Fundado em 1946, o Clube Oriental de Lisboa (COL) nasceu da fusão de Chelas Futebol Clube, Marvilense Futebol Clube e Grupo Desportivo Os Fósforos, com o sonho de representar a zona oriental da capital. Com sete temporadas disputadas, então, na Primeira Divisão, todas entre 1950 e 1975, o Oriental marcou a história do desporto português. No entanto, as dificuldades financeiras e algum desinvestimento na equipa levaram o clube a um declínio, culminando em vários anos nas divisões inferiores. Mas a recente conquista da 1.ª Divisão da AF Lisboa em 2024/25, sob a liderança de Bruno Clara, um jovem treinador, pode sinalizar um novo capítulo para a águia grená. Oriental: a Águia de Marvila voltou a voar

O regresso ao Campeonato de Portugal é um passo crucial, mas os desafios continuam. Ao longo dos anos, o Oriental tem andado por quase todas as divisões sem se conseguir estabelecer em nenhuma das de topo.

Anos de declínio

A partir dos anos 80, o Oriental entrou em declínio. A exigida profissionalização do futebol português, aliada a problemas financeiros e instabilidade na gestão, relegaram o clube para escalões inferiores. Apesar das constantes subidas e descidas de divisão, a última década viu o COL confinado às distritais e, principalmente, aos últimos escalões. A degradação do Estádio Eng.º Carlos Salema, inaugurado em 1952, e a perda de adeptos agravaram, ainda mais, uma evidente crise a todos os níveis, deixando o clube à beira do esquecimento.
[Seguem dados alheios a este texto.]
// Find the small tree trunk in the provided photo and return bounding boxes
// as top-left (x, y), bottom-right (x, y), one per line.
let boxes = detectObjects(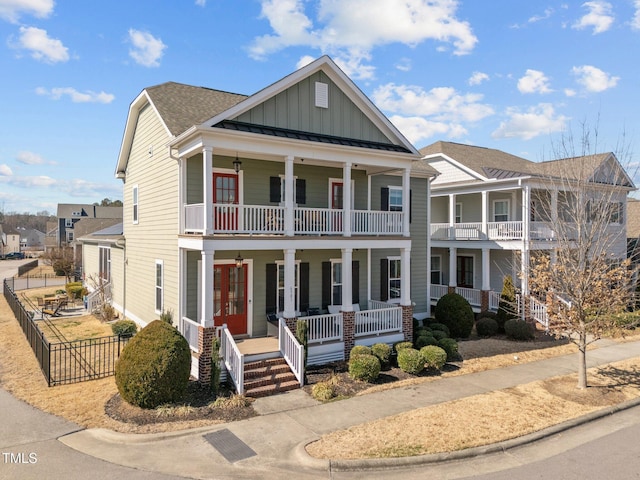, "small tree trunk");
top-left (578, 332), bottom-right (587, 389)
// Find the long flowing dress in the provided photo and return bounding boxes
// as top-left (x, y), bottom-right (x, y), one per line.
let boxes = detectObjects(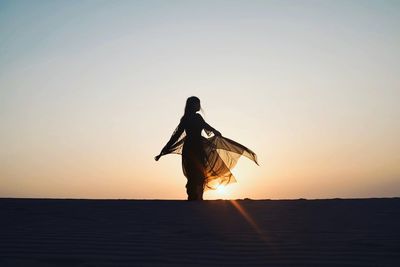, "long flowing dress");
top-left (161, 113), bottom-right (258, 196)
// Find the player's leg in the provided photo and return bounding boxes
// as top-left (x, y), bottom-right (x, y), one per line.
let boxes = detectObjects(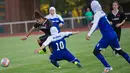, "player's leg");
top-left (63, 51), bottom-right (82, 68)
top-left (37, 35), bottom-right (48, 54)
top-left (49, 54), bottom-right (61, 68)
top-left (37, 39), bottom-right (46, 54)
top-left (93, 38), bottom-right (112, 73)
top-left (110, 39), bottom-right (130, 63)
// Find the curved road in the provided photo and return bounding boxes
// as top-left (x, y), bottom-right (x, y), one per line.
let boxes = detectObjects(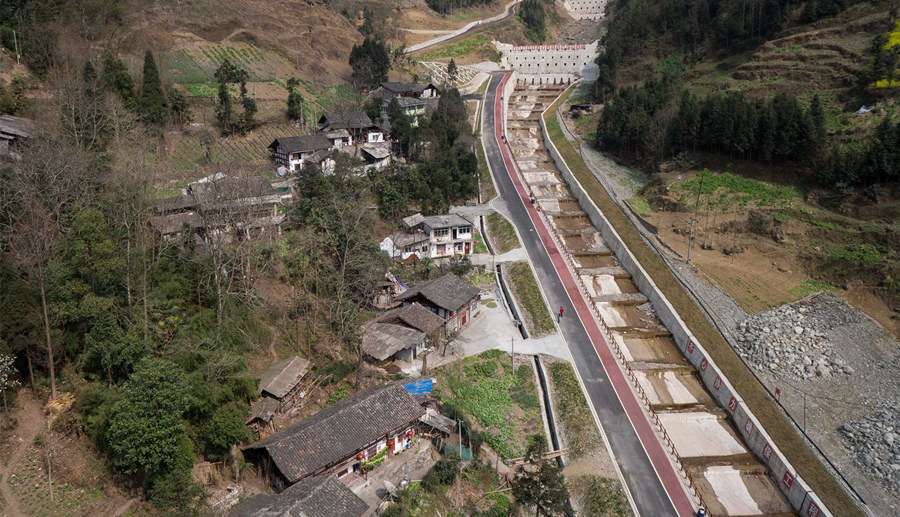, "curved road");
top-left (481, 73), bottom-right (694, 517)
top-left (405, 0), bottom-right (522, 54)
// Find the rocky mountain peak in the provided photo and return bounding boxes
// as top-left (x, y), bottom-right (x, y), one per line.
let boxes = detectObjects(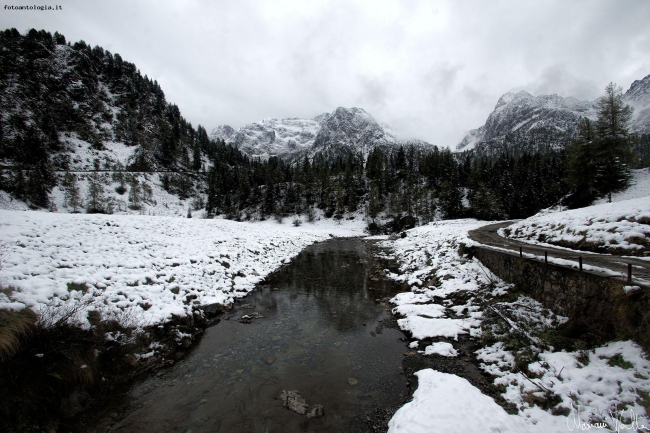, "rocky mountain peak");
top-left (624, 75), bottom-right (650, 106)
top-left (212, 107), bottom-right (430, 160)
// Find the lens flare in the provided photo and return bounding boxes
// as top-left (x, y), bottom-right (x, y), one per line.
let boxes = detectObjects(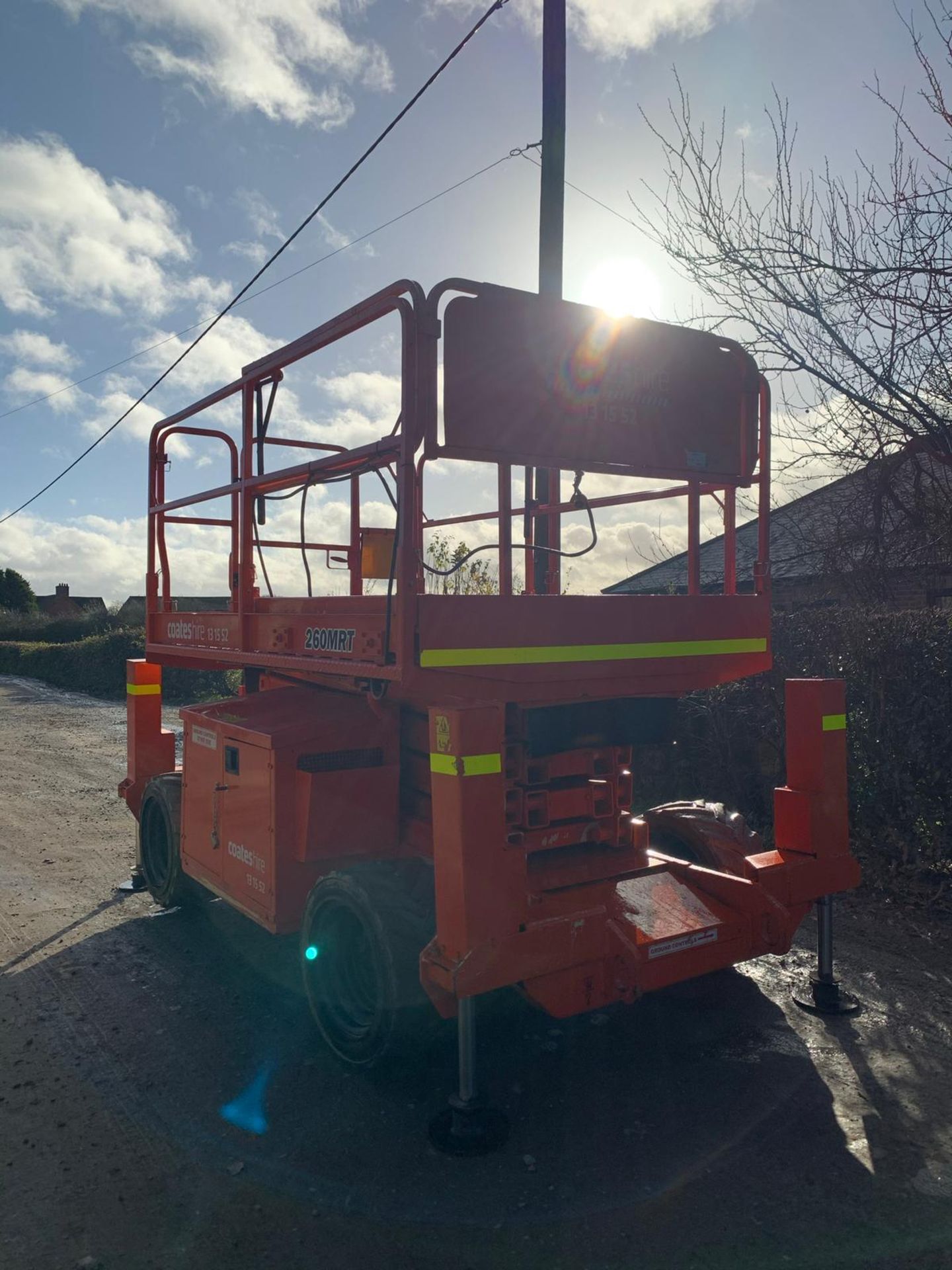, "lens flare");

A última aparição nas divisões de elite foi, então, em 2015/16, na Segunda Liga. Numa época em que o Oriental acabaria por ser despromovido, a par de outro histórico clube de Lisboa e rival, o Atlético CP.

Glórias de outrora

O Oriental viveu o seu auge na década de 50 do século passado. Década em que somou cinco das sete presenças na I Divisão, com destaque para o quinto lugar obtido em 1950/51, logo após a promoção em 1949/50. Nesse ano de estreia, o clube de Marvila só ficou atrás dos três grandes e do Atlético. O Oriental enfrentou vários gigantes no seu estádio, o mítico Engenheiro Carlos Salema, o qual se tornou, então, um bastião de apoio fervoroso.

No palmarés das águias grenás constam dois títulos da II Divisão (1952/53 e 1955/56), além de uma conquista da Série 4 da III Divisão, em 2007/08. Ainda assim, nas últimas cinco décadas, o Oriental não regressou à Primeira Divisão, o que prova a dificuldade do clube em afirmar-se nas divisões secundárias do futebol português.

Ainda assim, algumas das estrelas que passaram no Oriental ainda hoje são recordadas. À cabeça surgem, desde logo, nomes como os de Quim, o “Cruyff de Marvila” ou o internacional português Nogueira, que passou pelo Boavista. Mas também os antigos médios Costinha e Luís Carlos, nascidos e criados na região ou ainda o ex-defesa-central João Manuel Pinto.

Um sinal de esperança

A temporada 2024/25 marcou, então, um momento de redenção e o regresso aos nacionais, depois de uma época nos distritais. O Oriental conquistou a 1.ª Divisão da AF Lisboa, garantindo, assim, o regresso imediato ao Campeonato de Portugal.

Além da conquista da liga, o Oriental pode consumar a dobradinha frente ao Olivais e Moscavide, adversário da final da Taça da Associação de Futebol de Lisboa. Este feito só aconteceu uma vez na história, proeza alcançada pelo Lourinhanense, em 1989/90. A equipa capitaneada pelo experiente Joãozinho (ex-Sporting e Sporting de Braga) vai lutar pelo segundo troféu da temporada no dia 1 de junho, no Complexo Desportivo Elias Pereira, estádio do Sacavenense.

Adeptos do Oriental voltaram a festejar o regresso aos Nacionais esta temporada

Liderado, então, por Bruno Clara, jovem treinador de 32 anos, o clube está a viver uma das melhores épocas recentes. No Campeonato de Portugal, o COL vai, por isso, enfrentar a difícil missão de se consolidar. A recuperação das infraestruturas e o envolvimento da comunidade serão essenciais para levar o Oriental a sonhar com voos mais altos. Como os que viveu nos primeiros anos da sua existência.